Data Augmentation¶

DFODE-kit provides a preset-driven CLI for data augmentation:

dfode-kit augment ...

This page is the canonical reference for the current augmentation command.

Purpose¶

Create an augmented NumPy dataset from a sampled HDF5 state file using a named augmentation preset.

The current design goal is to keep the public CLI surface small while still supporting:

preview before execution
machine-readable JSON output
config round-trip through JSON files
reproducible execution through an explicit seed

Command¶

dfode-kit augment [options]

Minimal public contract¶

Required¶

--source
--mech

Usually required¶

--save (required for --apply)
--preset
--target-size

Workflow controls¶

--preview
--apply
--json
--write-config
--from-config

Optional but high-value¶

--seed

Current preset¶

random-local-combustion-v1

This preset currently preserves the mainline augmentation behavior while keeping the public flag surface minimal.

Common workflow¶

Preview the resolved plan¶

dfode-kit augment \
  --source /path/to/sample.h5 \
  --mech /path/to/gri30.yaml \
  --preset random-local-combustion-v1 \
  --target-size 20000 \
  --preview --json

Write a machine-readable config¶

dfode-kit augment \
  --source /path/to/sample.h5 \
  --mech /path/to/gri30.yaml \
  --preset random-local-combustion-v1 \
  --target-size 20000 \
  --preview \
  --write-config /path/to/augment-plan.json

Apply directly¶

dfode-kit augment \
  --source /path/to/sample.h5 \
  --mech /path/to/gri30.yaml \
  --save /path/to/aug.npy \
  --preset random-local-combustion-v1 \
  --target-size 20000 \
  --seed 1234 \
  --apply

Apply from a saved config¶

dfode-kit augment \
  --from-config /path/to/augment-plan.json \
  --save /path/to/aug.npy \
  --apply

Output behavior¶

`--preview --json`¶

Prints a JSON object containing the resolved augmentation plan.

`--write-config`¶

Writes the resolved plan to a JSON file for review, editing, and later execution.

`--apply`¶

Runs augmentation and writes the output .npy dataset.

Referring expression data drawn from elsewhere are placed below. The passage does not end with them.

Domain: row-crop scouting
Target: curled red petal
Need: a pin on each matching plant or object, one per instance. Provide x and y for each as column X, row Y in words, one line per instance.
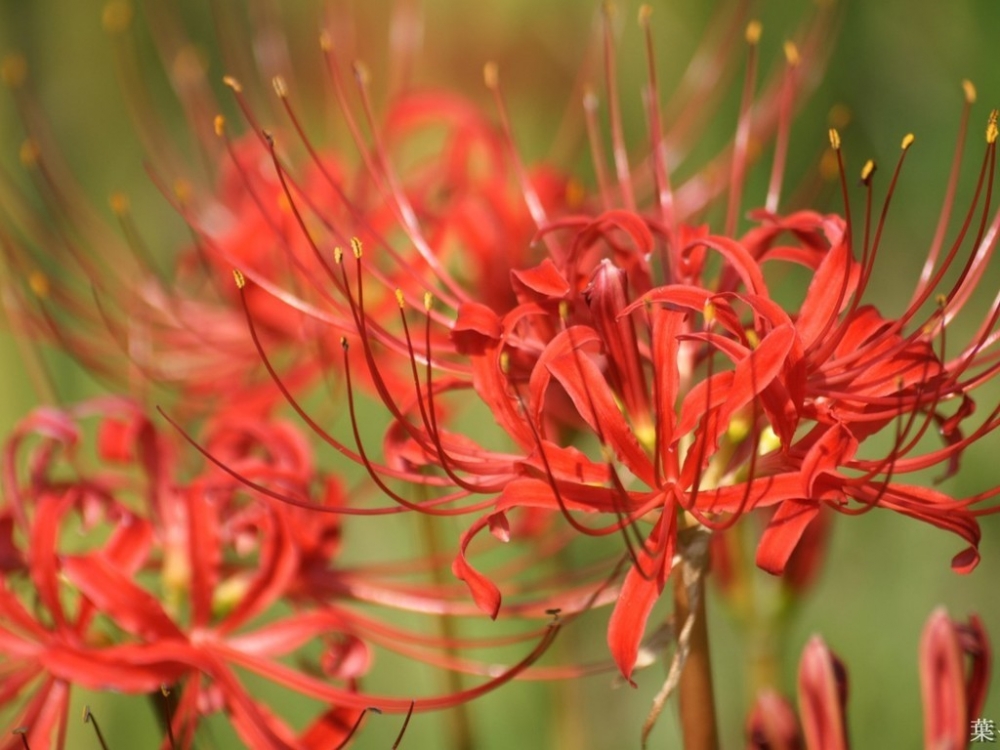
column 475, row 328
column 640, row 592
column 783, row 534
column 484, row 592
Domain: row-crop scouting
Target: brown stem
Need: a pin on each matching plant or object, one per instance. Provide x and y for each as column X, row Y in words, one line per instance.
column 697, row 702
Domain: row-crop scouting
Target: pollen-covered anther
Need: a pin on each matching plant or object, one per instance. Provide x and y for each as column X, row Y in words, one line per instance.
column 792, row 54
column 769, row 441
column 970, row 91
column 867, row 171
column 738, row 429
column 491, row 75
column 563, row 310
column 13, row 70
column 117, row 16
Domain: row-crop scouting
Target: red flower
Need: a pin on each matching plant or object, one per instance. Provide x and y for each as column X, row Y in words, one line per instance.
column 643, row 371
column 170, row 579
column 954, row 672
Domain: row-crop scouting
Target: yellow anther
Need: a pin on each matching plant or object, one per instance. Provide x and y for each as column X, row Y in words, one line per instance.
column 792, row 54
column 867, row 170
column 738, row 429
column 575, row 193
column 13, row 70
column 38, row 282
column 29, row 153
column 117, row 16
column 970, row 91
column 491, row 75
column 119, row 203
column 769, row 441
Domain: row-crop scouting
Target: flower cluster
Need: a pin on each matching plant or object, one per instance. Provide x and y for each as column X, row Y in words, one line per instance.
column 148, row 574
column 647, row 382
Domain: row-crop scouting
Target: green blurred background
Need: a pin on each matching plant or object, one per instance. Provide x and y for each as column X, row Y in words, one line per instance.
column 896, row 66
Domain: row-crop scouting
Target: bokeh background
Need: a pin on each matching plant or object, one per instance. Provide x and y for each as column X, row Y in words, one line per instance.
column 895, row 65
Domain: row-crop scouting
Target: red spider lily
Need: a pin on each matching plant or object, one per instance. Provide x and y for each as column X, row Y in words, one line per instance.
column 954, row 673
column 708, row 399
column 176, row 582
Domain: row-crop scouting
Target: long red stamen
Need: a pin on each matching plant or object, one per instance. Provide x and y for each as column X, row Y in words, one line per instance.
column 741, row 143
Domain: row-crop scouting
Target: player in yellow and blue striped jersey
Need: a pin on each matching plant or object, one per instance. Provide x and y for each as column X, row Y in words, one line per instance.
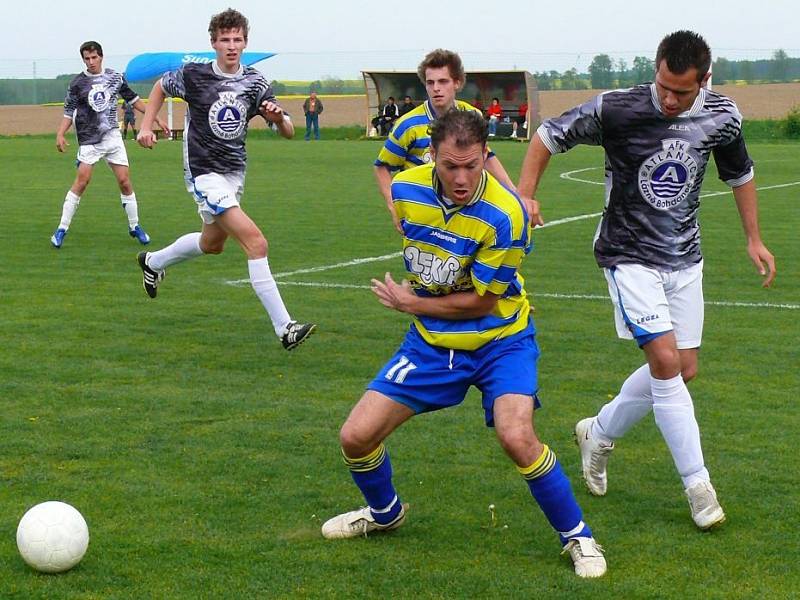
column 464, row 238
column 408, row 144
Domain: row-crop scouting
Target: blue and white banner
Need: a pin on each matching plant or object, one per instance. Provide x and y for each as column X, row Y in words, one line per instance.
column 154, row 64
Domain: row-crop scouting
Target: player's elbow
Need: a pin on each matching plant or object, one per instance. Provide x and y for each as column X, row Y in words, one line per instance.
column 485, row 305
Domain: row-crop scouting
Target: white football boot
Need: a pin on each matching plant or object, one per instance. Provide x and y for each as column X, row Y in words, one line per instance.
column 594, row 457
column 587, row 555
column 706, row 510
column 358, row 523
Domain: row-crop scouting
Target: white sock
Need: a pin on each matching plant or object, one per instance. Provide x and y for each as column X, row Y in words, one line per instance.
column 185, row 247
column 629, row 407
column 131, row 209
column 71, row 202
column 674, row 413
column 267, row 291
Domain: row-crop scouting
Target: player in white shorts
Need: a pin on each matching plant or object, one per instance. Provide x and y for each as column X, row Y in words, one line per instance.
column 649, row 302
column 658, row 139
column 222, row 97
column 91, row 104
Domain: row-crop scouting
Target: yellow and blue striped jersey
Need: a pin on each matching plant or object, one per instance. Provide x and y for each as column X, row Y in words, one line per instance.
column 408, row 144
column 477, row 246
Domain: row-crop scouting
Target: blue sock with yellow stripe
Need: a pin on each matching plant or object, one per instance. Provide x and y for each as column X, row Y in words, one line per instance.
column 373, row 476
column 553, row 492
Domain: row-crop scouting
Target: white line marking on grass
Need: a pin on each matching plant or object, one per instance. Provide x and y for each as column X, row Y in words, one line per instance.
column 568, row 175
column 369, row 259
column 353, row 286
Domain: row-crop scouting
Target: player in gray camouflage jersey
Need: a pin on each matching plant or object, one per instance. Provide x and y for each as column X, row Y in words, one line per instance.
column 91, row 104
column 658, row 138
column 222, row 97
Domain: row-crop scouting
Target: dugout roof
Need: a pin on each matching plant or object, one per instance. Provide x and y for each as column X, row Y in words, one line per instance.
column 512, row 88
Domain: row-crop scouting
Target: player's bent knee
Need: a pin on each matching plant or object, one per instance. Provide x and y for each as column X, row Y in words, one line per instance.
column 356, row 441
column 520, row 444
column 688, row 373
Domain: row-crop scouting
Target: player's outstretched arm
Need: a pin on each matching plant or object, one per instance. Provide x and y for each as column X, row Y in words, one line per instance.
column 498, row 171
column 140, row 106
column 747, row 203
column 536, row 160
column 273, row 113
column 384, row 178
column 63, row 127
column 146, row 137
column 459, row 305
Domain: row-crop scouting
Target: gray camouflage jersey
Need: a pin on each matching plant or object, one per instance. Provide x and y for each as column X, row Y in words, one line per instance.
column 91, row 103
column 654, row 169
column 220, row 108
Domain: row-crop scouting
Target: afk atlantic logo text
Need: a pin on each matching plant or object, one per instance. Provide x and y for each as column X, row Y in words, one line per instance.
column 667, row 177
column 227, row 116
column 98, row 97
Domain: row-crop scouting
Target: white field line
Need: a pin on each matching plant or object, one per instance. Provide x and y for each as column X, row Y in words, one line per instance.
column 369, row 259
column 567, row 175
column 352, row 286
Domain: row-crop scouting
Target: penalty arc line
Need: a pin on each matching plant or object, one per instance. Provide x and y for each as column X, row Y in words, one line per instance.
column 371, row 259
column 558, row 296
column 566, row 175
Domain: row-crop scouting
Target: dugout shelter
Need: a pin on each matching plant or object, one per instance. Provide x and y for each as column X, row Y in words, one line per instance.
column 512, row 88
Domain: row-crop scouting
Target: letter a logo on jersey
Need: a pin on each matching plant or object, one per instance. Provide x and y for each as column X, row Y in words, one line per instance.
column 227, row 116
column 667, row 177
column 98, row 97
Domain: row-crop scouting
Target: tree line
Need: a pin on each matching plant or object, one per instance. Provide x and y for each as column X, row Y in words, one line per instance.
column 606, row 73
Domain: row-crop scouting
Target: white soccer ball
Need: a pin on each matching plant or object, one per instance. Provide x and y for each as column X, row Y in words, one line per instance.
column 52, row 537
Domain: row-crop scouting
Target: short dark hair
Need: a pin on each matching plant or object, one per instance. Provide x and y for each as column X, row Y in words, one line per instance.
column 439, row 58
column 228, row 19
column 683, row 50
column 91, row 46
column 466, row 127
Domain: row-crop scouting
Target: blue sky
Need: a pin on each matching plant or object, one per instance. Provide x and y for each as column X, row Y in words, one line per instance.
column 339, row 38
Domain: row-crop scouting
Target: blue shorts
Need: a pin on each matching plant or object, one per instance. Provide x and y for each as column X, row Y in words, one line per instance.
column 426, row 378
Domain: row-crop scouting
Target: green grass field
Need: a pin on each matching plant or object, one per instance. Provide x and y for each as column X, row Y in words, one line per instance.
column 205, row 458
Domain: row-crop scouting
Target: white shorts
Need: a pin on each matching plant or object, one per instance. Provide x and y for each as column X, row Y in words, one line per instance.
column 111, row 148
column 215, row 193
column 649, row 302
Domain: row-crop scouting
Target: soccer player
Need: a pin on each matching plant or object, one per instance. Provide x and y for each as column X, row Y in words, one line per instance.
column 222, row 97
column 658, row 138
column 408, row 144
column 465, row 235
column 91, row 103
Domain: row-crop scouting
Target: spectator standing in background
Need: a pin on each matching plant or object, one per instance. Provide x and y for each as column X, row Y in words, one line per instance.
column 312, row 108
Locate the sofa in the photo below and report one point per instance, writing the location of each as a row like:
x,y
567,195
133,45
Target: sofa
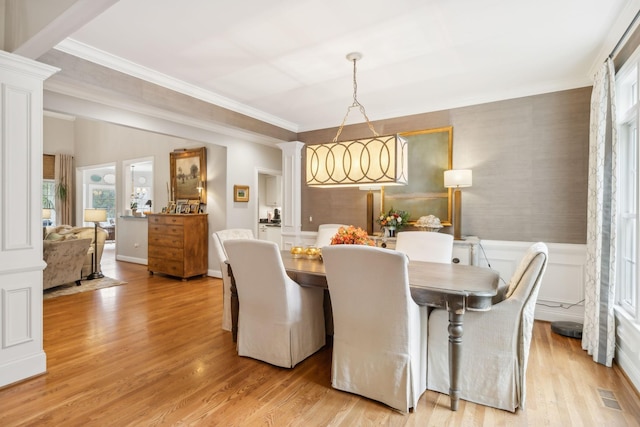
x,y
68,232
64,260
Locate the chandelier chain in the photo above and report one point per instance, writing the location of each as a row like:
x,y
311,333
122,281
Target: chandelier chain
x,y
356,103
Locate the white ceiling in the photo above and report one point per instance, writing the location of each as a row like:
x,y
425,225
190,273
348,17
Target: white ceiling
x,y
283,61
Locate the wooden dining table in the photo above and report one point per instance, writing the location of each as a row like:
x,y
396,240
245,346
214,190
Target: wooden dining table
x,y
453,287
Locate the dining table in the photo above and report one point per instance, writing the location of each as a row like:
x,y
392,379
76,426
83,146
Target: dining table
x,y
453,287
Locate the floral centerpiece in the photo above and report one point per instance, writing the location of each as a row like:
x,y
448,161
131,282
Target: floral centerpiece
x,y
351,236
393,220
429,223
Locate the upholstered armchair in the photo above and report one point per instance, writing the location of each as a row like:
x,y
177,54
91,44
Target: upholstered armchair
x,y
62,232
380,333
64,260
218,238
495,348
426,246
279,321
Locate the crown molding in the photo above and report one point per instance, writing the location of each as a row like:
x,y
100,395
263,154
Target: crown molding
x,y
97,56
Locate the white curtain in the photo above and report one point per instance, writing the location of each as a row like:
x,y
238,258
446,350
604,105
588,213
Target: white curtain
x,y
598,336
64,177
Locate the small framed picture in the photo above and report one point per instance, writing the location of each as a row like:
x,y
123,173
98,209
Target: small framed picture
x,y
240,193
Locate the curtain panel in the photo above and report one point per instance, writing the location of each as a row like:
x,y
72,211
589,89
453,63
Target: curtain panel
x,y
64,179
598,337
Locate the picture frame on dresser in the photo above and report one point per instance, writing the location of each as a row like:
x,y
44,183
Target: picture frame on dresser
x,y
240,193
188,169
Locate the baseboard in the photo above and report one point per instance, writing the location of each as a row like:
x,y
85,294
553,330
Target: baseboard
x,y
134,260
19,370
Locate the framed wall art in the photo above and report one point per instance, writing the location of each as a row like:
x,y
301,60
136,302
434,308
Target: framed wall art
x,y
430,154
240,193
188,168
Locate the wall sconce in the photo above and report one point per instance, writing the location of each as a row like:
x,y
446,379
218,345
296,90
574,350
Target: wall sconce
x,y
95,216
379,160
457,178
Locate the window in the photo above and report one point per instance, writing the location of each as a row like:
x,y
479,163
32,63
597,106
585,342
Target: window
x,y
103,197
138,179
48,201
628,117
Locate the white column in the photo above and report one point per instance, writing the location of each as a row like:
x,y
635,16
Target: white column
x,y
21,349
291,192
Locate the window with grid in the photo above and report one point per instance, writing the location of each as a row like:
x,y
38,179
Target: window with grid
x,y
628,117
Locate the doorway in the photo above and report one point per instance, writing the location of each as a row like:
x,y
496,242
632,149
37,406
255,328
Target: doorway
x,y
99,190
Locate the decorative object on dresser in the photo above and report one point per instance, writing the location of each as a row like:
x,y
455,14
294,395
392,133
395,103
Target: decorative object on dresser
x,y
456,179
95,216
178,245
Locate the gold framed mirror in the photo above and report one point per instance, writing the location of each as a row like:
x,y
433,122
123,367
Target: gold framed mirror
x,y
430,154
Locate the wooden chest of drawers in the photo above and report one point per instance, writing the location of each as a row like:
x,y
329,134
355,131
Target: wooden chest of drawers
x,y
178,244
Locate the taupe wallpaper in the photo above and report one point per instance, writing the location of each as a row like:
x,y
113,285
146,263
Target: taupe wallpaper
x,y
529,158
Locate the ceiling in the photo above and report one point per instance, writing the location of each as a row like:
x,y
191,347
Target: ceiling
x,y
283,61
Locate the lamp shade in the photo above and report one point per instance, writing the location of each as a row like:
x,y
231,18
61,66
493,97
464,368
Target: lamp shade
x,y
381,160
95,215
457,178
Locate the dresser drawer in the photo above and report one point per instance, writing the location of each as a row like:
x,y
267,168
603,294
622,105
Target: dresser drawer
x,y
165,219
170,230
167,252
163,241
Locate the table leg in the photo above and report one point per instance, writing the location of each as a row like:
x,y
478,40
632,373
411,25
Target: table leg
x,y
456,312
235,305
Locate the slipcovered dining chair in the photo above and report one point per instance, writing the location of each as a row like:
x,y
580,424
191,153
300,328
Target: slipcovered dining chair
x,y
325,233
380,333
218,238
426,246
495,346
279,322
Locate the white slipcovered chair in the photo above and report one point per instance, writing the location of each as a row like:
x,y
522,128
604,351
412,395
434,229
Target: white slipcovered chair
x,y
218,238
426,246
380,333
325,233
279,322
495,344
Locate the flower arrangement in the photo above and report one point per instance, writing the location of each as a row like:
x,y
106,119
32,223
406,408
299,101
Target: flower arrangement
x,y
393,218
429,223
351,236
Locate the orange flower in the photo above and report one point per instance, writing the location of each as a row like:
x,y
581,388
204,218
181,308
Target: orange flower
x,y
351,236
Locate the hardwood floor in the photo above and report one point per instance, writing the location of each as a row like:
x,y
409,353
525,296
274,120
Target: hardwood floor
x,y
151,352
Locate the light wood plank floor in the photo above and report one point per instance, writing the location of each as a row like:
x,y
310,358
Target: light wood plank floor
x,y
151,352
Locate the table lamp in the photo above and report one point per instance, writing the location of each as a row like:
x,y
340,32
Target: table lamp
x,y
95,216
457,178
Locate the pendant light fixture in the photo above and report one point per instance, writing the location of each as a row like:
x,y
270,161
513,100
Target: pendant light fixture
x,y
381,160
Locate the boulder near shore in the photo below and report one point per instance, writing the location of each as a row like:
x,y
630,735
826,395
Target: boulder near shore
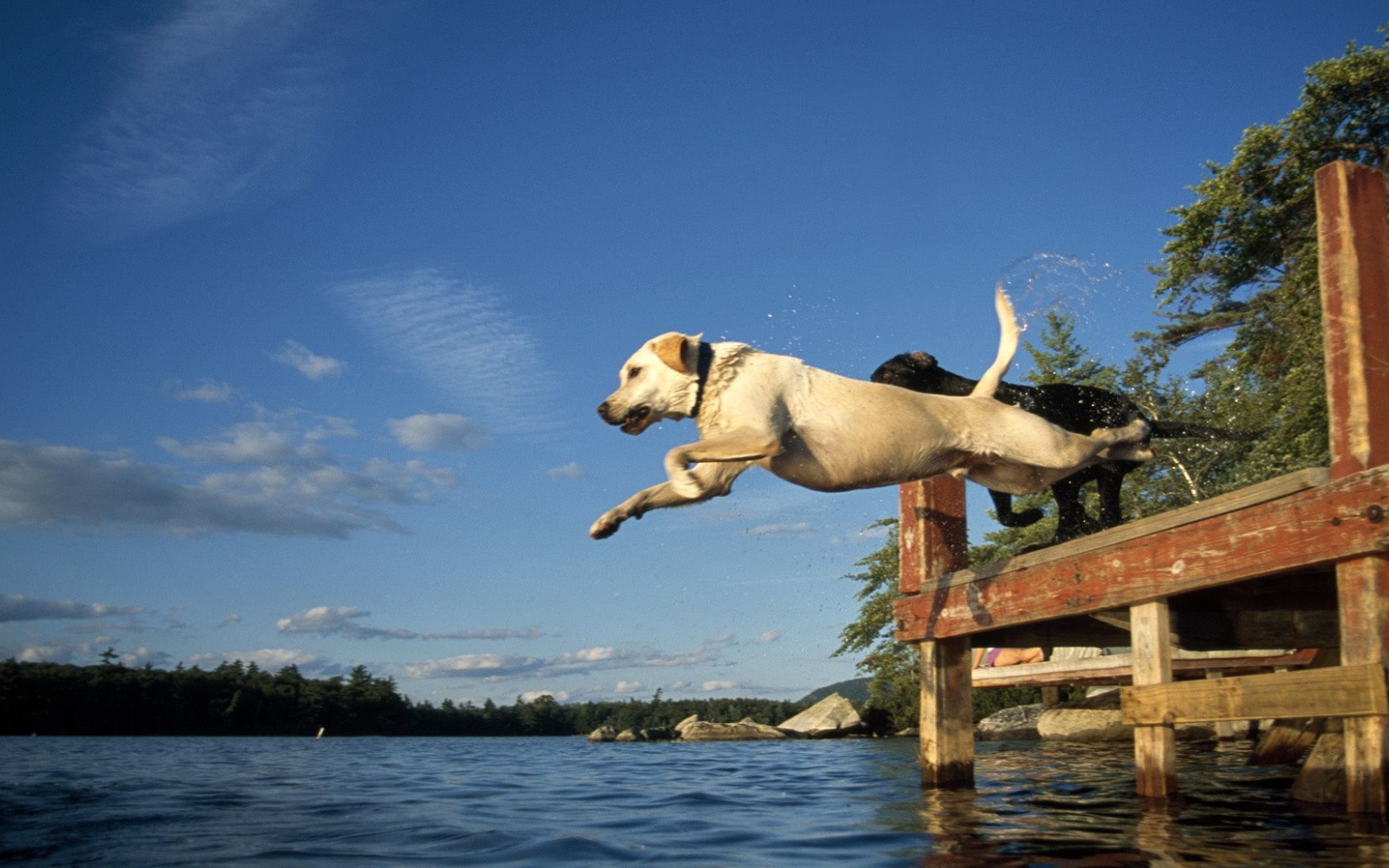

In --json mode, the command reports a structured completion record including:

source path
output path
preset
requested row count
returned row count
seed

Action rule¶

At least one of the following must be specified:

--preview
--apply
--write-config

Design note¶

The current augmentation CLI intentionally avoids exposing a large number of tuning flags.

The preferred model is:

choose a named preset
preview the resolved plan
optionally persist the plan with --write-config
apply the plan directly or via --from-config

This keeps everyday CLI usage short while still supporting reproducible, machine-readable workflows.